Toxic waste arising from the manufacture and disposal of consumer electronics -- particularly cell phones, personal computers and similar products -- has become a major problem globally, and an increasing concern for environmentalists. In addition to toxins released during manufacture, many electronics are made with heavy metals or other dangerous substances. This means that the large volume of electronic waste finding its way into landfills each year -- tens of millions of tons -- has become a major health and ecological threat.

Much of this waste, which comes primarily from the First World, is shipped to countries such as China and India. In many cases, children or other laborers break it up to recover the scrap.

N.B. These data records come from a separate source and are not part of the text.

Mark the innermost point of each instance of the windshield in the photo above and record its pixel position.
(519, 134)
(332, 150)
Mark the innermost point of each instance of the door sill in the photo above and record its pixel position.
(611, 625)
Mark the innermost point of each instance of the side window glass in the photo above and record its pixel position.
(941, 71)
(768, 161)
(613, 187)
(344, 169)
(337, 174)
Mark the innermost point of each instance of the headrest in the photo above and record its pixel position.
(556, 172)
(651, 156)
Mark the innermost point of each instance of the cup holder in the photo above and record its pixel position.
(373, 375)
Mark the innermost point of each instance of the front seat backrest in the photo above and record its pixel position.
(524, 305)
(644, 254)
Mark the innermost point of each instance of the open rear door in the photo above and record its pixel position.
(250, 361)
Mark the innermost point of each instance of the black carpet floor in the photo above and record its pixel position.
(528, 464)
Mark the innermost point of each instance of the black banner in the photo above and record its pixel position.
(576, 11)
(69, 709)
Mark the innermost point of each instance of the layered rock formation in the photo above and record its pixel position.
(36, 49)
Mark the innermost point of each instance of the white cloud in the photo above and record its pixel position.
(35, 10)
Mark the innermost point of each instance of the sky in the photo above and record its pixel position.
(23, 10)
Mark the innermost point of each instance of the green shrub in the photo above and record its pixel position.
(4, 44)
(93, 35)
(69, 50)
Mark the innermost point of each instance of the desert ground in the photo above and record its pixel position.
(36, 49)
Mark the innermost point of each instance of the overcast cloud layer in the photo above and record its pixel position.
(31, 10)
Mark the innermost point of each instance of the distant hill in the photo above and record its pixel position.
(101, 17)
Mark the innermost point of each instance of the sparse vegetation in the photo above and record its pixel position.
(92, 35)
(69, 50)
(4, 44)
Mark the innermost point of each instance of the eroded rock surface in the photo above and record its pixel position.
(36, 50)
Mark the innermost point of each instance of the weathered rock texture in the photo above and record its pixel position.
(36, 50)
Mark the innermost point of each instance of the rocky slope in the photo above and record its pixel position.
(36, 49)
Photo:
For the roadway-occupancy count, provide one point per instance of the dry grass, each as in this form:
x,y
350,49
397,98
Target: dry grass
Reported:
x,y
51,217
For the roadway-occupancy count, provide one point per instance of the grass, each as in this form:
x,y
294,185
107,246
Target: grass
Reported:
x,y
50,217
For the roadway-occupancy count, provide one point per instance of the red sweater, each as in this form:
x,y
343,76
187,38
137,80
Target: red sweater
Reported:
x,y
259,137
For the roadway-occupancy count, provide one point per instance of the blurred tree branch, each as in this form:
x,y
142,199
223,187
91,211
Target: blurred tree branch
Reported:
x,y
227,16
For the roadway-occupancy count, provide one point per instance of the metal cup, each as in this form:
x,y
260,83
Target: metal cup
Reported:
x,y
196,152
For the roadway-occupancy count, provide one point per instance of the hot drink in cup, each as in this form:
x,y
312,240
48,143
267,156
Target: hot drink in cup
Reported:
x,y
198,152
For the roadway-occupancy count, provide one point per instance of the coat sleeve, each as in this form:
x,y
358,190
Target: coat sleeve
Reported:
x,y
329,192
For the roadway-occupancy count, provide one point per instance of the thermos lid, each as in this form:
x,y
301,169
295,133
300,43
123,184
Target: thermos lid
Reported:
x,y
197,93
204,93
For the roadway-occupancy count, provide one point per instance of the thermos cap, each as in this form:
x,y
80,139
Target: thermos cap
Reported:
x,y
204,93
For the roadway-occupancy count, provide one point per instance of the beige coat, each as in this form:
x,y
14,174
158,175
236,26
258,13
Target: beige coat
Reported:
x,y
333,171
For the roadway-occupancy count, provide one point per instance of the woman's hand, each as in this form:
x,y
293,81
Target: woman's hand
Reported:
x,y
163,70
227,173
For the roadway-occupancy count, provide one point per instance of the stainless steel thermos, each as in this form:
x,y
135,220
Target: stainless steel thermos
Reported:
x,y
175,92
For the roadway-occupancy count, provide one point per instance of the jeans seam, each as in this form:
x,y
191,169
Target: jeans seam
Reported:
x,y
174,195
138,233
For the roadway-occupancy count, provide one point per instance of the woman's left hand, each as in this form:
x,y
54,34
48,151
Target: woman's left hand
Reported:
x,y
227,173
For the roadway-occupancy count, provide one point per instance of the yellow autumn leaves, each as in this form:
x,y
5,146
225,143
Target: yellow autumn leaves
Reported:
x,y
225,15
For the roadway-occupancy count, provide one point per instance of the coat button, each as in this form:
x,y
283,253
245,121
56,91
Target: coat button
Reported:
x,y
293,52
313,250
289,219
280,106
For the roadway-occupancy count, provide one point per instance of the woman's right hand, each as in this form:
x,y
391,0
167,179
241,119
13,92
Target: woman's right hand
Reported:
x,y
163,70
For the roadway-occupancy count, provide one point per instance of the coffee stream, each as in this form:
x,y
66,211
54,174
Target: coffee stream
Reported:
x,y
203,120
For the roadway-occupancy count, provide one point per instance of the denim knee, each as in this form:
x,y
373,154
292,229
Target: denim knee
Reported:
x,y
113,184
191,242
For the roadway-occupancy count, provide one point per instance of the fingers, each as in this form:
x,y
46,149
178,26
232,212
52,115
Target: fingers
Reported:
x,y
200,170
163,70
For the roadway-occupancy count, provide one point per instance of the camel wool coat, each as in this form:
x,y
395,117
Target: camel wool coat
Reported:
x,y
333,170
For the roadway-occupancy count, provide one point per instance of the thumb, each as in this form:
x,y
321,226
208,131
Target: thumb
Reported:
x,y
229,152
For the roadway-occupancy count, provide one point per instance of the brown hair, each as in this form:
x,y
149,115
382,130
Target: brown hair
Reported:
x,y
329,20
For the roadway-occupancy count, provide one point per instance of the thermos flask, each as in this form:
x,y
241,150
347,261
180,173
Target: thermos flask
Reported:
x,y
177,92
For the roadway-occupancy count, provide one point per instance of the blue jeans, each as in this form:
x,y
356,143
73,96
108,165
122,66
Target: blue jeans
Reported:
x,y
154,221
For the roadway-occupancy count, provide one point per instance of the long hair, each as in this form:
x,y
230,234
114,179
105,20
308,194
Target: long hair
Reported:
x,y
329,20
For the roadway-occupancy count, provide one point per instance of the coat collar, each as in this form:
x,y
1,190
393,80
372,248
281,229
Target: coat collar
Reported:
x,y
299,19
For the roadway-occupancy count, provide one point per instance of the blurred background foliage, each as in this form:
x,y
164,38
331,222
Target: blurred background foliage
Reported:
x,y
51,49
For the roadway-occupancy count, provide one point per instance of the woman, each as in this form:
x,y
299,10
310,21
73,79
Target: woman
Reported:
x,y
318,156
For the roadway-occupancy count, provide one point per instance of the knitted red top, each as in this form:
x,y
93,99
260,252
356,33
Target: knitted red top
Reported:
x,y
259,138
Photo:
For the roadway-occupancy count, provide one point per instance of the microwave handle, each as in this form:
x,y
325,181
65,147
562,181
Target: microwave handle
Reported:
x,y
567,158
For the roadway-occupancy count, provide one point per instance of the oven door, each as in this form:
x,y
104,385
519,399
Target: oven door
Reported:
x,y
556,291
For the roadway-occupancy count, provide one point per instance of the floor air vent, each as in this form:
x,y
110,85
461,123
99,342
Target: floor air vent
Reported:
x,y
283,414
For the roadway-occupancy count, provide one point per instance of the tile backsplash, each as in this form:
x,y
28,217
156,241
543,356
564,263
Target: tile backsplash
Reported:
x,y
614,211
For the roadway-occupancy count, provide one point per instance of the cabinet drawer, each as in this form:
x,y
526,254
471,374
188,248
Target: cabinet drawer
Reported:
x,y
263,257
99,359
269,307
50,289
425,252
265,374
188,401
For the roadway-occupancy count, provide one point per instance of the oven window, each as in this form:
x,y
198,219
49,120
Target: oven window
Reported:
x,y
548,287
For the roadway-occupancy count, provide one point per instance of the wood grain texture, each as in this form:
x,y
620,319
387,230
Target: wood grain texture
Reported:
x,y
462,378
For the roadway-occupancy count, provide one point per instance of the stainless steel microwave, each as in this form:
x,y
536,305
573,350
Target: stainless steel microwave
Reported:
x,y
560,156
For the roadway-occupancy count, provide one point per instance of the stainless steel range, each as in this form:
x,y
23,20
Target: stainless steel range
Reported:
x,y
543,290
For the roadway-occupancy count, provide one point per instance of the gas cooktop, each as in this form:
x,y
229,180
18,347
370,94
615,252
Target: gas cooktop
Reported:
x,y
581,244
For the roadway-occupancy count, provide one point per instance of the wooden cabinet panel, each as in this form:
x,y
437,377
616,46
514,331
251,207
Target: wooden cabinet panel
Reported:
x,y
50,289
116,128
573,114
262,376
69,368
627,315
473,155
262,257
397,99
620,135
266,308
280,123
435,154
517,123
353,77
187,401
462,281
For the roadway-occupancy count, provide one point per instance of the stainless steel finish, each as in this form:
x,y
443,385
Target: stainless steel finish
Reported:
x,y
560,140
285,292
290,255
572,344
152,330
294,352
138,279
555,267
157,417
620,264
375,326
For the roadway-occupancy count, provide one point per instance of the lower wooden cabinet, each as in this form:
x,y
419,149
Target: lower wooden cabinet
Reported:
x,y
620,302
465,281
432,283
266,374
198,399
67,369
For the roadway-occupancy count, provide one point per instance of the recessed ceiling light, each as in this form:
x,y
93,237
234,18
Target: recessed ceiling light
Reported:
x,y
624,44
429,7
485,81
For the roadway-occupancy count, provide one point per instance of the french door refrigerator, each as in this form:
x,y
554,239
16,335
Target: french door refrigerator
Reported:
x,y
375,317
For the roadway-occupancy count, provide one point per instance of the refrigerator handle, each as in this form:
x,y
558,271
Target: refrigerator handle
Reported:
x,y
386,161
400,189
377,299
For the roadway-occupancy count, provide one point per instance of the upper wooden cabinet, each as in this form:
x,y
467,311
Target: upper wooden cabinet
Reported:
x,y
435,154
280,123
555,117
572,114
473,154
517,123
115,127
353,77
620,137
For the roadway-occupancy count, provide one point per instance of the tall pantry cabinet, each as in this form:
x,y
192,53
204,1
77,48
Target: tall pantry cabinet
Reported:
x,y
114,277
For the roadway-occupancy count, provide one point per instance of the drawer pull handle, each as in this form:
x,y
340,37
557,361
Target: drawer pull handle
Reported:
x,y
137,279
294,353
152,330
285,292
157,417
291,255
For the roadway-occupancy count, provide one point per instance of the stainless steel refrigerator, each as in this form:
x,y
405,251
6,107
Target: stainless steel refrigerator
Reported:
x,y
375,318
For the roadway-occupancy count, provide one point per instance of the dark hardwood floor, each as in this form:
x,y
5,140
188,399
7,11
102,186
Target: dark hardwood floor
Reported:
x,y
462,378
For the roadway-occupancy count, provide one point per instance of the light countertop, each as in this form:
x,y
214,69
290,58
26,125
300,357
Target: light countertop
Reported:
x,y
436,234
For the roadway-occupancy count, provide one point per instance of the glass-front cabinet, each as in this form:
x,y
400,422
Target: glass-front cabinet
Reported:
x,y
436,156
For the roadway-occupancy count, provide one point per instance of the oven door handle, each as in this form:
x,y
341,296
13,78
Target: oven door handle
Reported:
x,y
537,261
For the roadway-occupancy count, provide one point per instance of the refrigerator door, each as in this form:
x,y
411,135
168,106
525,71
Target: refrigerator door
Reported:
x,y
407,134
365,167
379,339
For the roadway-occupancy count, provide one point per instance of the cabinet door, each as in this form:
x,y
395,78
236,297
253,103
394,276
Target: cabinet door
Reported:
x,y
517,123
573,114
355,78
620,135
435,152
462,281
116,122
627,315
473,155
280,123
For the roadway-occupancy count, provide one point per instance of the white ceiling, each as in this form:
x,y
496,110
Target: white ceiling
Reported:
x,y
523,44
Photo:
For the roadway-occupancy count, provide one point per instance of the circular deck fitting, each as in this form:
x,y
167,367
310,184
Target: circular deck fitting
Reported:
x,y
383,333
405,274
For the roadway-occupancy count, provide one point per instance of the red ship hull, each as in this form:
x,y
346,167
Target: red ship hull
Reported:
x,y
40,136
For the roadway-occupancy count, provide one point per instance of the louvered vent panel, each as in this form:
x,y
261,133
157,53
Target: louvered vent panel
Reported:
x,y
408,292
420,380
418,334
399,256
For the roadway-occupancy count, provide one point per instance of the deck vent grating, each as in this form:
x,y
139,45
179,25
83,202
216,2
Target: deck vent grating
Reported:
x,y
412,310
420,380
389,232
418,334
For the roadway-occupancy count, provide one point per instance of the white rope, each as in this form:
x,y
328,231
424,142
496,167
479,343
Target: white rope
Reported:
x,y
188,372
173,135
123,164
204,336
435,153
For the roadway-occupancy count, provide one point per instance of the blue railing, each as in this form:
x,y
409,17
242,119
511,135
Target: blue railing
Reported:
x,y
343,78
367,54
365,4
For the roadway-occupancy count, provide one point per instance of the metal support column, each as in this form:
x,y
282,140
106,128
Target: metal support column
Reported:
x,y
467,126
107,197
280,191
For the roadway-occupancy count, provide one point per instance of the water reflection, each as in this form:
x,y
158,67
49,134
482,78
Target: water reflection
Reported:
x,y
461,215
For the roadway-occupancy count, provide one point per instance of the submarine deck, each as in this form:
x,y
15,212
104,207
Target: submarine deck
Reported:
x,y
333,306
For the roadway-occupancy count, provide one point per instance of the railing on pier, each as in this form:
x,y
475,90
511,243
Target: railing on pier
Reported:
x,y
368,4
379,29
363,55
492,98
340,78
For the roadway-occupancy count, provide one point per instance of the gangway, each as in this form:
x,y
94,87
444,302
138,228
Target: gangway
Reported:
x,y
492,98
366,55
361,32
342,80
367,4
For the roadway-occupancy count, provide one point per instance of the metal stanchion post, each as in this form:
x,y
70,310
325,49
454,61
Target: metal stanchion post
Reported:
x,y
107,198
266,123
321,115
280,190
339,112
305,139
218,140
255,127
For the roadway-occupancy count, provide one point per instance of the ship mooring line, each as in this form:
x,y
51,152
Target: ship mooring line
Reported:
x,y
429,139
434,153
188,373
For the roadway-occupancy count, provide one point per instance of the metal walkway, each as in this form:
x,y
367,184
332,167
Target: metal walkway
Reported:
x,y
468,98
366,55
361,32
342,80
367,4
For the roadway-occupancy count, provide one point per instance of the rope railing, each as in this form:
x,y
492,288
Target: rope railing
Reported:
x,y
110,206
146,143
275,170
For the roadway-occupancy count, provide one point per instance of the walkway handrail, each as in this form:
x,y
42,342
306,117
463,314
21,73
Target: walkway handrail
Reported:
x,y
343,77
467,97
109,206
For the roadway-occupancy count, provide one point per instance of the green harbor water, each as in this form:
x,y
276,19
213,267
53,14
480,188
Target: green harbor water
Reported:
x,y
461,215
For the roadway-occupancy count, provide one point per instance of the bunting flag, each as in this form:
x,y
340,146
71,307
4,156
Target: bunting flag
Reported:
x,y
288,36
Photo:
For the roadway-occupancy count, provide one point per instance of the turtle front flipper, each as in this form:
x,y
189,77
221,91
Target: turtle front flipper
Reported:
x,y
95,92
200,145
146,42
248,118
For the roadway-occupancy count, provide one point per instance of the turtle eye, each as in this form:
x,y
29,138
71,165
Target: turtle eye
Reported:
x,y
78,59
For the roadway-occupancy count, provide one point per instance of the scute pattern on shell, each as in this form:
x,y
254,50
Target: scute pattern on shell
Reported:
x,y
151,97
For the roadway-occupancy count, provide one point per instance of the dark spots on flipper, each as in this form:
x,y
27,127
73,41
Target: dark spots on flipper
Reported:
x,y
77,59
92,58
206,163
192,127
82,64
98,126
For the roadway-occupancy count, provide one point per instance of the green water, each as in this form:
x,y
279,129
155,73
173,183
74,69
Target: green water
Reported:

The "Guide to Greener Electronics" ranked companies based on the progress they have made in phasing out dangerous ingredients and enabling the recycling rather than landfilling their products. Chinese computer manufacturer Lenovo came in first with a score of eight out of 10, in large part for its commitment to take back and recycle its products in any country. Lenovo's top ranking is particularly notable when compared with its ranking last year -- last place.

That spot is now filled by Apple, which scored just 2.7 out of a possible 10 points.

"Apple has made no changes to its policies or practices since the launch of the Guide in August 2006," Greenpeace said. "The company scores badly on almost all criteria."

In particular, Greenpeace has criticized the company for a limited and difficult-to-use recycling policy and vague, unconvincing timelines on the phase-out of brominated flame-retardants (BFRs) and polyvinyl chloride (PVC).

In addition to Lenovo, Greenpeace gave Nokia, Sony Ericsson, Dell, Samsung, Motorola, Fujitsu-Siemens, HP and ACER above-average scores. Toshiba, Sony, LG and Panasonic all received less than five points each.